Entre a rua Wall e a rua

SÃO PAULO - Para, mais uma vez, contrariar a sabedoria convencional, suspeito que o problema de um eventual governo do PT não vá ser o radicalismo que alguns setores suspeitam estar escondido sob a pele de cordeiro vestida pelo partido. Será, ao contrário, o excesso de moderação.
Posto de outra forma: se o PT quiser agradar mais à rua Wall de Nova York do que às ruas brasileiras, vai quebrar a cara.
A menos que consiga provar que é possível combinar a ortodoxia defendida pela rua Wall com a mudança votada pelas ruas tupiniquins (se 76% votaram na oposição, não é, obviamente, para manter as coisas como estão, certo?).

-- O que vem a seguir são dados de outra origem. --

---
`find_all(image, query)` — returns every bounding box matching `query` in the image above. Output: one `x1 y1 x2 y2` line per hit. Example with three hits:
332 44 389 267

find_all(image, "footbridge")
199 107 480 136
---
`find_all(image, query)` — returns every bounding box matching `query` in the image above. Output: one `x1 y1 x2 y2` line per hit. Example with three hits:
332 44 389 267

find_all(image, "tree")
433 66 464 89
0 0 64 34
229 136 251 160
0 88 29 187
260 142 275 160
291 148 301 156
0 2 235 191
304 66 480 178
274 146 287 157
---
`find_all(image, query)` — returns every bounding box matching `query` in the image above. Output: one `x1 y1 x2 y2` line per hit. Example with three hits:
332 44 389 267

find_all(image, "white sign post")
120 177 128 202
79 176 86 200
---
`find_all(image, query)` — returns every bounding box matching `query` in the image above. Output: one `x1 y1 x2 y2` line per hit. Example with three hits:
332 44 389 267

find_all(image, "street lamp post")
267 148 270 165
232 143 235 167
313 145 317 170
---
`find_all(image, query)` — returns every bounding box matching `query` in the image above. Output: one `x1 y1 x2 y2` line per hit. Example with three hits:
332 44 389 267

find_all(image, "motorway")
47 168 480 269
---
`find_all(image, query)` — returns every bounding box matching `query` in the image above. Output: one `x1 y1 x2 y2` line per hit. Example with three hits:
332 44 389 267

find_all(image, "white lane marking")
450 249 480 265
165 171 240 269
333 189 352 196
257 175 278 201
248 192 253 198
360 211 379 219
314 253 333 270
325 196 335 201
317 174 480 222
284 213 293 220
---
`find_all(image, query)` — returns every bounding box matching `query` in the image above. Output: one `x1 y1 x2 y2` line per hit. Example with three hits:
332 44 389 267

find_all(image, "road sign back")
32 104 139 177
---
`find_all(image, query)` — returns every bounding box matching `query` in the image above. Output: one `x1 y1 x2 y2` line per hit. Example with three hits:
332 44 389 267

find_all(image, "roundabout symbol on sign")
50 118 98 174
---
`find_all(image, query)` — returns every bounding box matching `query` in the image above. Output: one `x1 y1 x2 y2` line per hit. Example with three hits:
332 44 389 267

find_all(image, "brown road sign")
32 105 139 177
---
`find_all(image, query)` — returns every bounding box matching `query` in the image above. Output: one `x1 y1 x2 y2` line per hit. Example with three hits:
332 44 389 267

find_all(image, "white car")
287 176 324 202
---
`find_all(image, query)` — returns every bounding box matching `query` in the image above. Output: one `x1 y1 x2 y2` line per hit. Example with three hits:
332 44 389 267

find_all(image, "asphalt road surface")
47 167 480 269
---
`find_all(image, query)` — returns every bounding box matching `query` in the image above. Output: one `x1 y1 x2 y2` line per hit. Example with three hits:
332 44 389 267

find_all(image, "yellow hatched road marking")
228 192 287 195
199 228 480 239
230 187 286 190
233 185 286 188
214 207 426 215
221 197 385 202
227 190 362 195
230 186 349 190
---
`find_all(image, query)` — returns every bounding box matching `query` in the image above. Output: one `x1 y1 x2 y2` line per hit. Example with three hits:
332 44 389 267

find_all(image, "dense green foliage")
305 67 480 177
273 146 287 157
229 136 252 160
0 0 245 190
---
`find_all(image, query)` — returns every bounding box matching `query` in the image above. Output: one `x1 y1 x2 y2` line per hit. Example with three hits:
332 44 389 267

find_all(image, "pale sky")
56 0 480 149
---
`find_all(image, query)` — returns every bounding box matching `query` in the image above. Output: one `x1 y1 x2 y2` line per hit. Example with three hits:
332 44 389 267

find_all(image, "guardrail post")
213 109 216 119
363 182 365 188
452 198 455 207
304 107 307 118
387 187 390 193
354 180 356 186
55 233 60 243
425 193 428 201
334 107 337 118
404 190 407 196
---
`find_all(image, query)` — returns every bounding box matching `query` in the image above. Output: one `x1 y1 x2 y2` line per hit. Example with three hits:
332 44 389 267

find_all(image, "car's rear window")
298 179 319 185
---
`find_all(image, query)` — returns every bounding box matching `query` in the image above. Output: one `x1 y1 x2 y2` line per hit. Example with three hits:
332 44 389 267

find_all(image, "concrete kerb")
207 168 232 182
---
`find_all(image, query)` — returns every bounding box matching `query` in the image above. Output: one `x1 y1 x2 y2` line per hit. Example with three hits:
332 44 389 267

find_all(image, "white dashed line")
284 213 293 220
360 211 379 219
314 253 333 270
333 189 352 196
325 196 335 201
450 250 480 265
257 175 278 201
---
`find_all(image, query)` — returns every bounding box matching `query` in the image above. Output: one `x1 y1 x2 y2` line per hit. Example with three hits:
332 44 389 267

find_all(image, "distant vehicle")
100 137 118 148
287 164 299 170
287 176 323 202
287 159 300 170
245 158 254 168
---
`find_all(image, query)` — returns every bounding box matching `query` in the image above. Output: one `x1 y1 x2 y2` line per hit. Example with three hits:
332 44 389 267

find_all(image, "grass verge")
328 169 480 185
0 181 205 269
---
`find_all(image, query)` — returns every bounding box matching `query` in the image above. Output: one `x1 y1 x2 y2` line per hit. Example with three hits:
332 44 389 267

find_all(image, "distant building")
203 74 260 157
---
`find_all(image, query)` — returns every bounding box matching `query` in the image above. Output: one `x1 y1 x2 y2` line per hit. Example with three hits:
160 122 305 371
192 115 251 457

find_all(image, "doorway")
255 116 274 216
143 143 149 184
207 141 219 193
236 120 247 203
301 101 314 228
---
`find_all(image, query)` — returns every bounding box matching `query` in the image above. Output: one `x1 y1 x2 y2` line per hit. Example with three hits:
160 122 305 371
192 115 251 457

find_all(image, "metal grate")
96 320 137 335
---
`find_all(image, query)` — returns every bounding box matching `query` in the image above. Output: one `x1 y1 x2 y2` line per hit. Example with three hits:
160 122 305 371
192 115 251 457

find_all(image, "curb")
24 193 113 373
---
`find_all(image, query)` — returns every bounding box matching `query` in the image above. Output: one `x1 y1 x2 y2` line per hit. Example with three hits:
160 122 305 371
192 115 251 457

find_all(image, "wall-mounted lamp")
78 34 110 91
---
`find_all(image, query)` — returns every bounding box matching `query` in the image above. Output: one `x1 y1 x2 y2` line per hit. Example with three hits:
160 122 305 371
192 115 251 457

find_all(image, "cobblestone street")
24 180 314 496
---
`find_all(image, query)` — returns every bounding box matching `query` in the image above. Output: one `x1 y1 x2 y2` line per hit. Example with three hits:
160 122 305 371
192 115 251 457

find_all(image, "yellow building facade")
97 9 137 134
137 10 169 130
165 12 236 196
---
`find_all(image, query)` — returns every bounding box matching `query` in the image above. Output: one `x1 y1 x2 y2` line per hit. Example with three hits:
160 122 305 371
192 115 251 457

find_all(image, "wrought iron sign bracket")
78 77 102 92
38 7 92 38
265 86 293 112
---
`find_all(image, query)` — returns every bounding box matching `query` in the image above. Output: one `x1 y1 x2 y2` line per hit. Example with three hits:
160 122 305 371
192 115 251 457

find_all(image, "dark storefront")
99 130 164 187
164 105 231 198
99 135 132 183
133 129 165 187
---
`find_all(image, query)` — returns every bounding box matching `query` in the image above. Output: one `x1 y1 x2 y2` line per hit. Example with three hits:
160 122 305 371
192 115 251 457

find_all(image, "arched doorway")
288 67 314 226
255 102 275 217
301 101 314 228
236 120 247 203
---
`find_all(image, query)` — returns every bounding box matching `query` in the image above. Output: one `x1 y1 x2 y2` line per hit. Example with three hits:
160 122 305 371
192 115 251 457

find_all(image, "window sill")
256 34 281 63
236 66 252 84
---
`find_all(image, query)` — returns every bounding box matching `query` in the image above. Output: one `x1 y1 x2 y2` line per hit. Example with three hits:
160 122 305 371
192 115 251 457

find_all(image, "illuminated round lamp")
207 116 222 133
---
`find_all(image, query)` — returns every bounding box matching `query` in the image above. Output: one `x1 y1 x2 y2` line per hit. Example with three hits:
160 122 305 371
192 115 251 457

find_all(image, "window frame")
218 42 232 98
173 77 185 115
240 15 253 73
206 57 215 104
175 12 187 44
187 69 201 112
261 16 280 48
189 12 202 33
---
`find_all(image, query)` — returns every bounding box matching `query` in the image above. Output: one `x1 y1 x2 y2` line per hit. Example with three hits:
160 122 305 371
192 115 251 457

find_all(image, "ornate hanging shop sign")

Para começar, ganhe quem ganhar, não terá à mão um instrumento anticíclico clássico, que é aumentar o gasto público em momentos de desaceleração da economia.
O FMI já deu aval para o projeto da Comissão Européia que joga de 2004 para 2006 a obtenção do déficit zero, o que mostra que não se trata de radicalismo, de violação de contratos, o diabo. Trata-se de bom senso, mas só está disponível para brancos, não para nós, pobres mulatinhos.

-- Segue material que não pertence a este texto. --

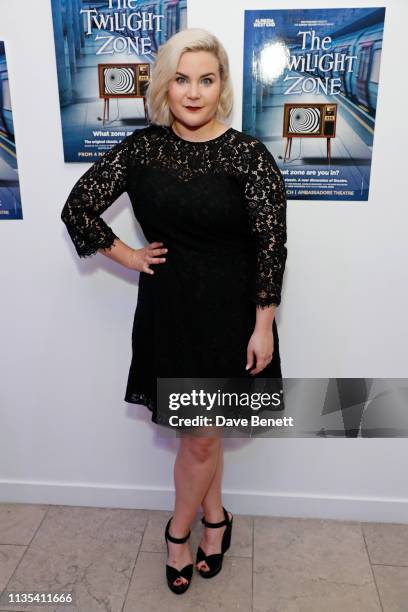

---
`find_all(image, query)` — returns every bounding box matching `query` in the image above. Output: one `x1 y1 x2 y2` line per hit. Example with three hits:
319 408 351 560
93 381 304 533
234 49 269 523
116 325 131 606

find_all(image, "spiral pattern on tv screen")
289 107 320 133
104 67 135 94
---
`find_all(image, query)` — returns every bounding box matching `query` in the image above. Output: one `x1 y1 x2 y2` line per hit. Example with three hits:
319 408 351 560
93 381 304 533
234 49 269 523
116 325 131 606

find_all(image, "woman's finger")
251 357 266 375
143 263 154 275
146 255 166 264
250 360 261 375
150 241 164 248
250 356 272 375
148 247 168 256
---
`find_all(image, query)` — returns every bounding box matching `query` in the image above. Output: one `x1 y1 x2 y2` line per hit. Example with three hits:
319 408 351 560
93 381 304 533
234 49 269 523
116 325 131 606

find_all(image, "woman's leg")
167 433 222 587
196 439 232 573
201 438 224 518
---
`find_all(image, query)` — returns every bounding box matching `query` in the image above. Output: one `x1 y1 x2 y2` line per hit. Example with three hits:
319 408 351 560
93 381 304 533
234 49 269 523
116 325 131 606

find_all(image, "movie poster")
51 0 188 162
242 8 386 201
0 42 22 220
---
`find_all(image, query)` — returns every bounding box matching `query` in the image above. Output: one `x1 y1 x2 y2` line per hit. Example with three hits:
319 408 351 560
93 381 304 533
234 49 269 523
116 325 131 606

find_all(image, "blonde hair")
145 28 233 126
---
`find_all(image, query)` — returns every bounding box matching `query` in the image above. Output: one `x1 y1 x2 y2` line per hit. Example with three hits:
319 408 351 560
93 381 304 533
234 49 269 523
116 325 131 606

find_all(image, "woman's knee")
181 436 220 463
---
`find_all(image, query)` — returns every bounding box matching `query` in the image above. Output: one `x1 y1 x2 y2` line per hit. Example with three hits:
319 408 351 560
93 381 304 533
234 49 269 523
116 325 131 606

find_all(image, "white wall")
1 0 407 523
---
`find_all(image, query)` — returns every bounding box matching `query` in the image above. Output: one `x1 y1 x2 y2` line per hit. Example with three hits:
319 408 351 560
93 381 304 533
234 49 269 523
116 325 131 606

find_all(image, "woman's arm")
255 303 276 330
61 132 138 259
97 238 137 268
243 141 287 309
60 129 167 273
243 141 287 374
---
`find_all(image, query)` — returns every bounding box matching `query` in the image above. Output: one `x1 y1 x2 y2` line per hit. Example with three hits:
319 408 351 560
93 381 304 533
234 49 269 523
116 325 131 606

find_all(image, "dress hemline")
124 392 159 423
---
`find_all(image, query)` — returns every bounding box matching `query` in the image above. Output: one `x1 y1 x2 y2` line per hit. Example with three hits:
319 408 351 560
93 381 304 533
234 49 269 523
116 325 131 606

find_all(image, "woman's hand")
246 329 274 375
127 241 168 274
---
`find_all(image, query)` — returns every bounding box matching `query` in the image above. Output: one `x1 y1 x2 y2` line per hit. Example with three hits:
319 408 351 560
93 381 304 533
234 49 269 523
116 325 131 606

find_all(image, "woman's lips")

Aqui, como disse ontem Vinicius Torres Freire, um dos meus diletos chefes, "a princípio, não há alternativa a um regime de pão e água".

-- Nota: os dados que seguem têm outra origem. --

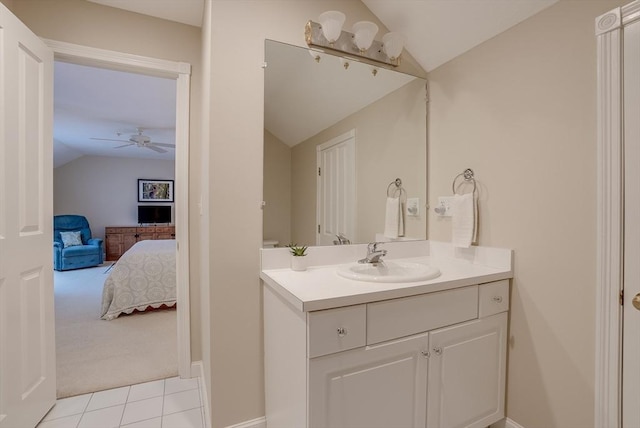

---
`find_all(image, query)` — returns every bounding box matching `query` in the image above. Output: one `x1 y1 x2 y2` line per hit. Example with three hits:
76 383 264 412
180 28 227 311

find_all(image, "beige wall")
0 0 14 12
263 130 291 247
10 0 203 361
291 78 427 246
54 156 175 241
203 1 411 425
428 0 626 426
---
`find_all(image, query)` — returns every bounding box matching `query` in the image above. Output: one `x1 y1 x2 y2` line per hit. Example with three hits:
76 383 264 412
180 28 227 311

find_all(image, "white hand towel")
384 197 404 239
451 193 475 248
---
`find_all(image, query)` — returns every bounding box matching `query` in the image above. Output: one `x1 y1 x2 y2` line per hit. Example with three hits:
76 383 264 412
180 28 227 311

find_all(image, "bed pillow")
60 231 83 248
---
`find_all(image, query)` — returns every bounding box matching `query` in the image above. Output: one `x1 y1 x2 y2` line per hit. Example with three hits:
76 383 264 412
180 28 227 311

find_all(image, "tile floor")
36 376 205 428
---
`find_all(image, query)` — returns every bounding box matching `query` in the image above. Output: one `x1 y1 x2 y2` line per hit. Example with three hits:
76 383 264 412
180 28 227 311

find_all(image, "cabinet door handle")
433 347 443 356
337 327 347 337
421 350 430 358
492 296 503 303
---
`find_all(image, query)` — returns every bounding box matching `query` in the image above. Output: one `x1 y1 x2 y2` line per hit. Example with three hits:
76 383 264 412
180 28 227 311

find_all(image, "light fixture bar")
305 20 399 67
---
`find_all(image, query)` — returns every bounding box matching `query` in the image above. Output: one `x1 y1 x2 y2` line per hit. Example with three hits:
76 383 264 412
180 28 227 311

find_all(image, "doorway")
316 129 356 246
46 39 192 385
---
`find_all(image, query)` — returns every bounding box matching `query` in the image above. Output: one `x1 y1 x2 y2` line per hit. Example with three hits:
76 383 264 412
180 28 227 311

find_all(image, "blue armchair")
53 215 103 271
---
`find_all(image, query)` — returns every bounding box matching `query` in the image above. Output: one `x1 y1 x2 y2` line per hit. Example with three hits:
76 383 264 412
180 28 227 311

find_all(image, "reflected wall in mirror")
263 39 427 247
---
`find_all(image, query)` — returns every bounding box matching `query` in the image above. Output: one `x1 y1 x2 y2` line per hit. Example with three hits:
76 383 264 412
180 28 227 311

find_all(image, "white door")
623 15 640 428
309 332 428 428
316 130 355 246
427 313 507 428
0 4 56 428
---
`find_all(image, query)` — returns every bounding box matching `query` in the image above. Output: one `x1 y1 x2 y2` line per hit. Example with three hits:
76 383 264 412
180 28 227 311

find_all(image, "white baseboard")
224 417 267 428
190 361 211 428
490 417 525 428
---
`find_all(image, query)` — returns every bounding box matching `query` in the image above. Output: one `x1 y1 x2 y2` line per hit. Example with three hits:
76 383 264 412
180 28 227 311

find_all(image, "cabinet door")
105 233 122 261
309 333 428 428
123 233 137 252
427 312 507 428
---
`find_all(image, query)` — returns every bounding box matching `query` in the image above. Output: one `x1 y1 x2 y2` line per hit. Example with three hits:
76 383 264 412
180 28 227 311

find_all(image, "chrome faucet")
333 233 351 245
358 242 387 264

É até razoável e sensato que, "a princípio", o PT dê mais atenção à rua Wall que à rua brasileira que votou nele. Os tais mercados têm canhões de acionamento instantâneo capazes de pôr um país de joelhos. Já a rua demora para reagir.
Na Argentina, país em que o sangue, felizmente, ferve mais rápido, foram necessários três anos de recessão para chegar ao "panelaço" que depôs Fernando de la Rúa.
O diabo é que esse "pão e água" do princípio pode condicionar o futuro imediato, criando uma camisa-de-força que ponha um eventual governo do PT no caminho de De la Rúa. Mas não por mudar o rumo, e sim por incapacidade de fazê-lo.